Alles sehr erfreulich für einen Lesbenfilm, wir können uns nicht erinnern, dergleichen jemals gehört zu haben. Aber: Ist das überhaupt ein Lesbenfilm, fragten wir uns verstört, als wir dem Ausgang zustrebten.
Der Film wird vermarktet als “echter Familienfilm”, aber eben ein moderner, die Familie besteht nicht aus Mom und Dad und zwei Kids sondern, wow, aus zwei Moms mit Kids. Dann stößt auf Wunsch der Kids der bis dahin anonyme Spender-Papa (“Donor-Dad”) hinzu und sorgt für Dramatik und Spannung im Alltagstrott.
Der Film versucht es allen recht zu machen, sogar den Lesben, vor allem aber den Männern, seien sie schwul oder hetero. Der massige Mann, der vor mir saß, kam aus dem Brüllen gar nicht mehr raus! Ist aber auch zum Brüllen, wie sich die beiden lesbischen Moms schwule Pornos ansehen, um sich anzutörnen. Einen rosa Dildo haben sie auch in der Schublade.
Also ich weiß nicht, vielleicht bin ich altmodisch - aber beides würde mich garantiert abtörnen. Wir verbuchten diesen eigenartigen Regieeinfall auf das Konto von Stuart Blumberg, der das Drehbuch zusammen mit Lisa Cholodenko verfasst hat. Frau lernt etwas fürs Leben aus dieser kurzen Szene, und zwar: Lesbischer Sex ist äußerst mühsam. Während sich Jules (Julianne Moore) unsichtbar unter der leicht wogenden Bettdecke an Nic (Annette Bening) abarbeitet, bis sie kurz vor dem Ersticken wieder auftaucht, guckt diese ihren Porno, verzieht aber keine Miene, anscheinend verhilft ihr beides nicht zum Orgasmus.

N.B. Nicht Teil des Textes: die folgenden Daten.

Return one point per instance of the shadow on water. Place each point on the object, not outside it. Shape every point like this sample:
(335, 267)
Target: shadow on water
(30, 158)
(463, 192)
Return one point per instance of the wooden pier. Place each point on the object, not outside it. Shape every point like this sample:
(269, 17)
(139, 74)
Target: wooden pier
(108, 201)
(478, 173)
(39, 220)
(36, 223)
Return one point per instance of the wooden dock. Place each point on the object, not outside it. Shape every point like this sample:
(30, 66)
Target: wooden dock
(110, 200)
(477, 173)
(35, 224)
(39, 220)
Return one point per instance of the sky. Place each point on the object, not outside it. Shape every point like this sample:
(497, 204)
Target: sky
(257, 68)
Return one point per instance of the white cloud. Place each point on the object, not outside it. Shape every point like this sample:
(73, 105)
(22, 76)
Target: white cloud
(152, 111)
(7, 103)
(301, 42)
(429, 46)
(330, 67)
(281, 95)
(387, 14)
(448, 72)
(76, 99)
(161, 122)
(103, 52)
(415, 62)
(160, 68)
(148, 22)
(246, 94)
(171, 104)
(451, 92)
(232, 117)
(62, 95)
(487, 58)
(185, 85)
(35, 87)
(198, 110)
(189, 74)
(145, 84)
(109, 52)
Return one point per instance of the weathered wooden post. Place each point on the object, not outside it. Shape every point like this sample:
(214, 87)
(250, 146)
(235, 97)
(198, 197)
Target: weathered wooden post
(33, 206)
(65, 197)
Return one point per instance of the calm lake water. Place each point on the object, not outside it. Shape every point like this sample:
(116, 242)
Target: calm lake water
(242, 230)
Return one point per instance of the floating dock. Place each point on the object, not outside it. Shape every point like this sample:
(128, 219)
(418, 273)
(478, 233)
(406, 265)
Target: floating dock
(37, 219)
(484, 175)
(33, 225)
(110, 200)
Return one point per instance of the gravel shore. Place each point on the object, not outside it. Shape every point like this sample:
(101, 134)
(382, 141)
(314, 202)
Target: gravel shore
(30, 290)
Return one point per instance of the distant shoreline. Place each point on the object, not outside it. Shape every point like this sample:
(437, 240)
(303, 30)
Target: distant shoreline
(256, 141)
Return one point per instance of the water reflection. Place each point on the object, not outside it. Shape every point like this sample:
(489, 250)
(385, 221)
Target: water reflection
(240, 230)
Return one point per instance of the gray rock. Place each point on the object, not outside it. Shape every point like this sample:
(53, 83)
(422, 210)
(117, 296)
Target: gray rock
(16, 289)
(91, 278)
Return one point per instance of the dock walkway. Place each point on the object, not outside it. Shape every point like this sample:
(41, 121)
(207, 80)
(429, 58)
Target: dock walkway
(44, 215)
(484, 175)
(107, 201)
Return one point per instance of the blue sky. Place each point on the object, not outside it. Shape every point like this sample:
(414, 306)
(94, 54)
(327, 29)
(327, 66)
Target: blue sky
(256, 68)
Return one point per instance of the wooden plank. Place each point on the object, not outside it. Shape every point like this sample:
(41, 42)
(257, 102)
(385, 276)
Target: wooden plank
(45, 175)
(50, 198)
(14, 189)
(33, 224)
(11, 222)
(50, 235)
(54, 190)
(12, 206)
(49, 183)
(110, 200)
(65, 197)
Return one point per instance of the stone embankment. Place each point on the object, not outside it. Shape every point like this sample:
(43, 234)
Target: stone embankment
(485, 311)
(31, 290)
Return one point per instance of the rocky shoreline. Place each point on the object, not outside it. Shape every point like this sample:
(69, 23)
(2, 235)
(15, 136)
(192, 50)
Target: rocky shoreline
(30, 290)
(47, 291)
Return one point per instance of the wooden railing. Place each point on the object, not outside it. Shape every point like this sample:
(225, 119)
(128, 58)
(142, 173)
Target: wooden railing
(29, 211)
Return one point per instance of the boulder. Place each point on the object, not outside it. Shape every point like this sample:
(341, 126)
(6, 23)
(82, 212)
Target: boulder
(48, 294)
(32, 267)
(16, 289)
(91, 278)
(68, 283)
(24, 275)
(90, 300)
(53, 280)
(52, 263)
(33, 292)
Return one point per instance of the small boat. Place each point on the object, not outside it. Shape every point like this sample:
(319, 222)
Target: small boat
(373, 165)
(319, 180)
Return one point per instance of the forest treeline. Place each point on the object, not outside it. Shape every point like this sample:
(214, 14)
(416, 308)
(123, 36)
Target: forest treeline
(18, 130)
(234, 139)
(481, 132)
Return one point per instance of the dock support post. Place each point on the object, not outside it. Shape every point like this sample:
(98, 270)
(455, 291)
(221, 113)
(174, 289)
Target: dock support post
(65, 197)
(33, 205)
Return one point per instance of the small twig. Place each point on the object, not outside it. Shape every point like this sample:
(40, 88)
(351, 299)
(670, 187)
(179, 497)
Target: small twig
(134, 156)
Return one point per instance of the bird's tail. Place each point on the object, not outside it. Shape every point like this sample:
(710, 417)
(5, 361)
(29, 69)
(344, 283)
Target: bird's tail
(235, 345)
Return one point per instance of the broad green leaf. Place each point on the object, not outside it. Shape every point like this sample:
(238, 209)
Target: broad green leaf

Dem Publikum wird das anstrengende und peinliche Sexualleben der beiden Frauen nur einmal kurz zugemutet; entschädigt wird es dafür durch reichlichen Heterosex mit dem Samenspender als unerschöpflichem Kraftzentrum. Zuerst treibt er es wild und lange mit einer schönen jungen Äthioperin, dann läßt er sich mit Jules ein, die seinem selbstgebackenen Apfelkuchen nicht widerstehen konnte und sich ihm aufdrängt. Warum die lesbische Mom Jules so versessen auf Sex mit Paul ist, weiß sie selbst nicht (wohl aber die Marketingstrategen). Es tut ihr nach mehrmaligen Leibesübungen dann auch richtig leid. Zuvor aber muß lesbe zusehen, wie sie angesichts seines erigierten Glieds (das wir nicht zu sehen kriegen) vor andächtiger Begeisterung fast in Ohnmacht fällt, während er die hysterische Huldigung milde, fast schüchtern lächelnd entgegennimmt. Die Szene - eine klassische Männerphantasie - verdanken wir vermutlich auch dem Drehbuchautor, der damit sicher entscheidend zum Kassenerfolg beigetragen hat.
Paul, der Samenspender (Mark Ruffalo), ist also ein Sympathikus - er gefiel sogar mir. Während Nic zickig und dominant ist und obendrein trinkt, und Jules vor Gier nach Paul fast außer sich gerät, zeigt er sich in jeder Situation gelassen und liebevoll - der Sympathieträger schlechthin. Nichtmal den Einbruch in die glückliche Lesbenehe kann frau ihm anlasten: wie soll ein normal gebauter Mann auch anders reagieren, wenn eine schöne Frau sich ihm schmachtend an den Hals wirft.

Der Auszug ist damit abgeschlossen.